Abstract
Background/Aim: We previously reported that patients with metastatic colorectal cancer (mCRC) and baseline liver metastasis are at a higher risk of developing grade ≥2 overall skin toxicities when treated with anti-epidermal growth factor receptor (EGFR) monoclonal antibody. This study aimed to identify additional factors associated with skin toxicities induced by anti-EGFR treatment in patients with liver metastatic CRC. Patients and Methods: Patients with liver metastatic CRC who initially received anti-EGFR monoclonal antibody-containing treatment (n=77) were retrospectively assessed. The primary endpoint was to identify the factor(s) responsible for the development of grade ≥2 overall skin toxicities. Additionally, factors for grade ≥2 rash and paronychia were evaluated.
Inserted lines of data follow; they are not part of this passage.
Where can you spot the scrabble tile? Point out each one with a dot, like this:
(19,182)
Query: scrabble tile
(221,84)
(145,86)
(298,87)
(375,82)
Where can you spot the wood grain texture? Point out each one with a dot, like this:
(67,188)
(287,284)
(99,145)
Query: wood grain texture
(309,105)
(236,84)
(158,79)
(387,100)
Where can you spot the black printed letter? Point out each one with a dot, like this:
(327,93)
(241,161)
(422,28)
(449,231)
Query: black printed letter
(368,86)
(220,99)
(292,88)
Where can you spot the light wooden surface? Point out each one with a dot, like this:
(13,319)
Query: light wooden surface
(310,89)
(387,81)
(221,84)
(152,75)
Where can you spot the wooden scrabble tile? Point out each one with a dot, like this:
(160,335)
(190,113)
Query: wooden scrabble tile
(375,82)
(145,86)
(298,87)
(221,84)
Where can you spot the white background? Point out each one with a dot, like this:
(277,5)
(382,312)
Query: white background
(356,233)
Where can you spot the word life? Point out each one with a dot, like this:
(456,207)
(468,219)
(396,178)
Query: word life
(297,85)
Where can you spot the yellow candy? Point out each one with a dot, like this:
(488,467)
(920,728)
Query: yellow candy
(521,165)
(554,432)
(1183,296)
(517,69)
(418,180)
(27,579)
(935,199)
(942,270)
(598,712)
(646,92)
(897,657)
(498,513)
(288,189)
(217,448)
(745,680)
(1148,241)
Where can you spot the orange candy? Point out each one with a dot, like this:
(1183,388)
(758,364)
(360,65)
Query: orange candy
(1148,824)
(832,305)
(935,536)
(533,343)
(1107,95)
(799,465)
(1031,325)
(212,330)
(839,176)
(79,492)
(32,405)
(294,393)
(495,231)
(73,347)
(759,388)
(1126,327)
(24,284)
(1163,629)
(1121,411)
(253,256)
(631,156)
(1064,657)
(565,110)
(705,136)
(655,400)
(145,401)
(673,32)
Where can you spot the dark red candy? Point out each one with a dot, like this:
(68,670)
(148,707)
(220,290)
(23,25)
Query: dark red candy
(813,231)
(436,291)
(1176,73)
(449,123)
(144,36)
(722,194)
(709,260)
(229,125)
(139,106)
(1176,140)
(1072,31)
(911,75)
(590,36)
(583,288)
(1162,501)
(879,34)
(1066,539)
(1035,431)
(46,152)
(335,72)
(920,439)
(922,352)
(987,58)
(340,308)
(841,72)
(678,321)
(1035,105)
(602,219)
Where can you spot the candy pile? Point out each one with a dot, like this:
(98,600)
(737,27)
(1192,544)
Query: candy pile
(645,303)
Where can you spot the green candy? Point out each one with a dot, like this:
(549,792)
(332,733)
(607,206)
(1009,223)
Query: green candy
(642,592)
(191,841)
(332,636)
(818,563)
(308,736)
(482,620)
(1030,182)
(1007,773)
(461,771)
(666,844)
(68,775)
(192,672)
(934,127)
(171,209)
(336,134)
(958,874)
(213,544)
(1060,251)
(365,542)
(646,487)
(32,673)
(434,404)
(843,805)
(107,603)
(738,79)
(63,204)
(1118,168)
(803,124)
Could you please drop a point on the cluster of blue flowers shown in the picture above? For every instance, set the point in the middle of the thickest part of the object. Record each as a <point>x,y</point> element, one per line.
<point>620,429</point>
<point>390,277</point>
Results: The incidence of grade ≥2 overall skin symptoms, rash, and paronychia was 62.3%, 31.2%, and 28.6%, respectively. Multivariate Cox proportional hazard regression analyses revealed that age <65 years and anemia were independent baseline risk factors for grade ≥2 overall skin toxicities (adjusted hazard ratio 2.09, 95% confidence interval=1.10-3.97, p=0.02 for age; 2.36, 1.20-4.61, p=0.01 for anemia). In contrast, combination prophylaxis using systemic minocycline and corticosteroid ointment was a preventive factor (0.47, 0.25-0.88, p=0.02). Males and age <65 years were baseline risk factors for grade ≥2 rash, and combination prophylaxis was identified as a preventive factor. No factors were identified for paronychia. Conclusion: Age <65 years and anemia were identified as independent baseline risk factors. Additionally, combination prophylaxis was found to be a preventive factor against anti-EGFR monoclonal antibody-induced grade ≥2 overall skin toxicities in patients with liver metastatic CRC.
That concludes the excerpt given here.